The low bending furrow can be the result of low incision lines and of the fact that the aponeurosis of the levator is not stitched to the skin. The stitching of the aponeurosis of the levator to the edge of the skin can be corrected from a small incision, which lifts the furrow.

 

A thick, bundle-like scar resulting from the insufficient excision of the lengthened orbicular muscle. If it does not improve after massage, the excision is recommended.

 

Post-operative ptosis usually results from the injury of the aponeurosis of the levator during the operation. It may occur if we stitch the aponeurosis of the levator too high, in which case the removal of the subcutaneous stitch solves the problem. If the ptosis does not improve for 4-6 months, a new surgical procedure is advised. We excise from the traumatised or lengthened aponeurosis and fix it tothe upper edge of the tarsus with 5/0 Vicryl.

Conclusion

Blepharoplasty is one of the most spectacular operations, because it is usually the wrinkles around the eye that attract attention to the ageing process, thus this is the operation that is first recommended to patients who require anti-ageing treatment.

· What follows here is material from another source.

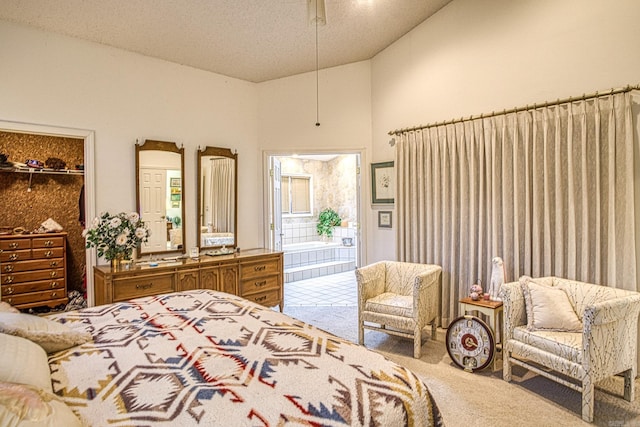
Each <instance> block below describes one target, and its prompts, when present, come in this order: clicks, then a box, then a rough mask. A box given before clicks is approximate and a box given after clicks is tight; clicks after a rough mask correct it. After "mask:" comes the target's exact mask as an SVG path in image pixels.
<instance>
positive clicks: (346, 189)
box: [267, 153, 361, 306]
mask: <svg viewBox="0 0 640 427" xmlns="http://www.w3.org/2000/svg"><path fill="white" fill-rule="evenodd" d="M267 163H268V170H269V182H270V185H269V213H270V220H269V221H270V224H269V234H270V238H269V246H270V248H271V249H274V250H282V251H283V252H284V273H285V277H284V281H285V284H287V283H291V282H300V281H308V280H313V279H318V280H319V281H320V280H323V278H324V281H327V280H328V279H329V278H328V277H327V276H332V275H336V274H342V273H347V272H352V271H353V270H354V269H355V268H356V266H357V265H359V264H358V263H359V260H360V248H361V244H360V243H361V242H360V236H359V224H360V154H359V153H322V154H312V153H304V154H289V153H282V154H277V155H275V154H270V155H268V158H267ZM327 209H330V210H332V211H334V212H335V213H336V214H337V216H338V217H339V221H337V224H338V225H336V226H334V227H330V231H329V232H328V233H324V234H319V232H318V222H319V220H320V218H319V215H320V214H321V213H322V212H323V211H326V210H327ZM285 294H286V292H285ZM286 305H287V304H286V302H285V306H286Z"/></svg>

 The operative are can be easily sedated and the ambulant treatment is not very burdenful for patients. The sutures are removed 4-5 days after the operation, thus the patient can re-integrate into his everyday life relatively quickly. This procedure may postpone the date of face lifting, but can be combined with it. As the result of a good operation, the patient can forget the problems around his eye for 5-10 years, especially if other methods are used as supplementary procedures (eg. laser resurfacing).